GenAI RAG: how to optimise your RAG AI model

With insights from

Silvan Melchior

Lead Data Scientist

Dr. Gabriel Krummenacher

Head of Data Science

What is RAG in AI?

RAG is the enabling technique behind Q&A chatbot systems – one of the leading use cases for GenAI across a host of industries.

The RAG technique involves expanding the capabilities of a large language model (LLM) by combining it with a retrieval system. This enables the model to fetch external knowledge beyond its training data.

In this way, RAG enables an LLM to provide more informed, accurate, and up-to-date responses to user queries, expanding the model’s knowledge without the need for fine-tuning.

A key ingredient in many LLM-powered products like Microsoft Copilot, RAG brings a number of benefits to LLMs:

Improves the accuracy and factual correctness of responses
Reduces hallucinations (where LLMs make-up info where they lack knowledge)
Keeps information current without fine-tuning and retraining the model
Provides context for the outputs of your LLM
Improves transparency and trust by enabling source citation

It’s no surprise then that we’ve seen huge appetite for RAG GenAI applications across a host of industries and applications – from streamlining internal processes to enhancing customer service and customer satisfaction.

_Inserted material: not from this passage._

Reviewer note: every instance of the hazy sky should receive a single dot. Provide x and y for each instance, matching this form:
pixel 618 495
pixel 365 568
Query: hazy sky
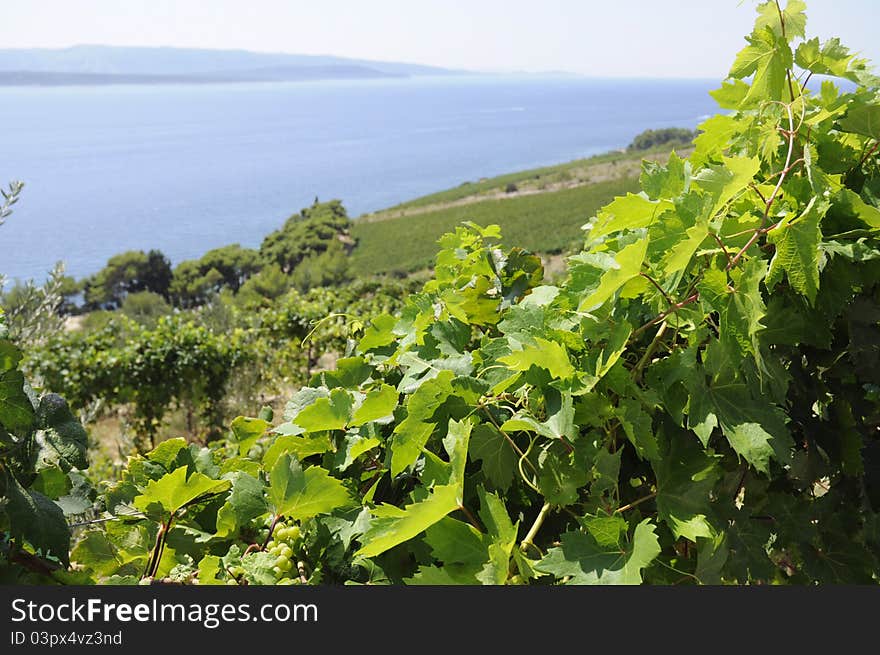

Here at Zühlke, we’ve used RAG to help a manufacturer save thousands of hours of manual work. We helped an insurer halve the time it takes to retrieve tariff information to support customer queries. We helped a bank improve response accuracy with an LLM-powered tool. And we enabled another to develop, test, and validate RAG-enabled solutions before they’re scaled across the business.

Example use cases of RAG in Insurance, Industrial Sector, Banking, Telecommunication and Pharma sector. — An illustration of RAG system use cases across different industries

Of course, the quality of outputs you get from these RAG AI models depends on the information they can access. While most early GenAI experiments focused on using external public data, businesses are recognising that giving models increased access to proprietary and sensitive data can unlock more complex, value-driving use cases.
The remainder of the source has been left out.